Oh Squam...How can I put into words all that you have brought to my life? How was I to know you would be so amazing? How could I have known from the pictures, the rave reviews, and the expressed anticipation of those before me? How was I to know you would bring such beauty, new friends, joy and exhaustion into my life? How was I to know? And, even if I did, if somehow I had grasped the vastness would I have done anything differently? Would I have prepared more? Would I have packed less? Well maybe I would have packed less. But, to the rest...No.
I arrived blissfully unprepared for how you would change my life. Then you wooed me. Nourished me. Created a space for "me" to be. You provided one on one with mother nature. You provided inspiration from fantastic teachers and students. You united us. You brought new friends, old friends, mothers and daughters together. I never, no never, could have imagined this. And, after all this all I can think to say is...Thank you. Thank you. Thank you. I will hold this space. I will cherish the new friends. And, I will hope that others discover your beauty. Elizabeth...thank you. For without you Squam would not exist. I am forever grateful. oh, and sign me up for next year...

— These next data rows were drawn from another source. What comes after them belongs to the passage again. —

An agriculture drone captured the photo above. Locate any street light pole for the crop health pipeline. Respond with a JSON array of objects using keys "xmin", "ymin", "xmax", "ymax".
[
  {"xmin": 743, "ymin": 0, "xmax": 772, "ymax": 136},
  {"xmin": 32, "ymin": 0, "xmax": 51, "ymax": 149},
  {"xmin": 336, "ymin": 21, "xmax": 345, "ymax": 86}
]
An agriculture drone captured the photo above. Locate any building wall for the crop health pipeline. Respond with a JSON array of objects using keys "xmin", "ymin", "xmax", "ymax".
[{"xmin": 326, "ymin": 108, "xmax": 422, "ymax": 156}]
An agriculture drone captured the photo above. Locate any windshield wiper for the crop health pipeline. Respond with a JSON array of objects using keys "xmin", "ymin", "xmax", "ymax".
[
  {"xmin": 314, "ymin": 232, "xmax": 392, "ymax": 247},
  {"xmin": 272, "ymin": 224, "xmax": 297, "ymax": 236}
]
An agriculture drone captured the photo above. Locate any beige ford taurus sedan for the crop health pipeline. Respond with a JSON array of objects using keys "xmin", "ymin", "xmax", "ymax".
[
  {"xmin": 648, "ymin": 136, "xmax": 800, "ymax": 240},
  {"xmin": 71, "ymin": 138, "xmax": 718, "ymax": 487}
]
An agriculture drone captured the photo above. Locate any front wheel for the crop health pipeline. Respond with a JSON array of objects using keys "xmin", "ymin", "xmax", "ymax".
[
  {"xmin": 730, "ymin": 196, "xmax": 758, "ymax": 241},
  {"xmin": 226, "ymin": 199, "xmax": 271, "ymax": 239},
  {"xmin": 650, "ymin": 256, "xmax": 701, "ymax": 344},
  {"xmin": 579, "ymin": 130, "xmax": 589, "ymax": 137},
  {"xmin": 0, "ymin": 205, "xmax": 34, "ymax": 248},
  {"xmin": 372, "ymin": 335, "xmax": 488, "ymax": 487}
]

To my dear "Nirvana" gals-- Marisa, Betz, Maggie, Donna, Andrea, Maya, Kimm,Lizzy, Laura, Ali, and Kristin(not pictured). You bring me to tears. I still have no words to describe the beauty in our little space of heaven. May the Portland idea come to fruition. May we always have good wine, pottery cups, and chocolate. May Mr. and Mrs. Ravelry always think we are "cool". And, may our little mouse friend live comfortably now that we are gone. Thank you.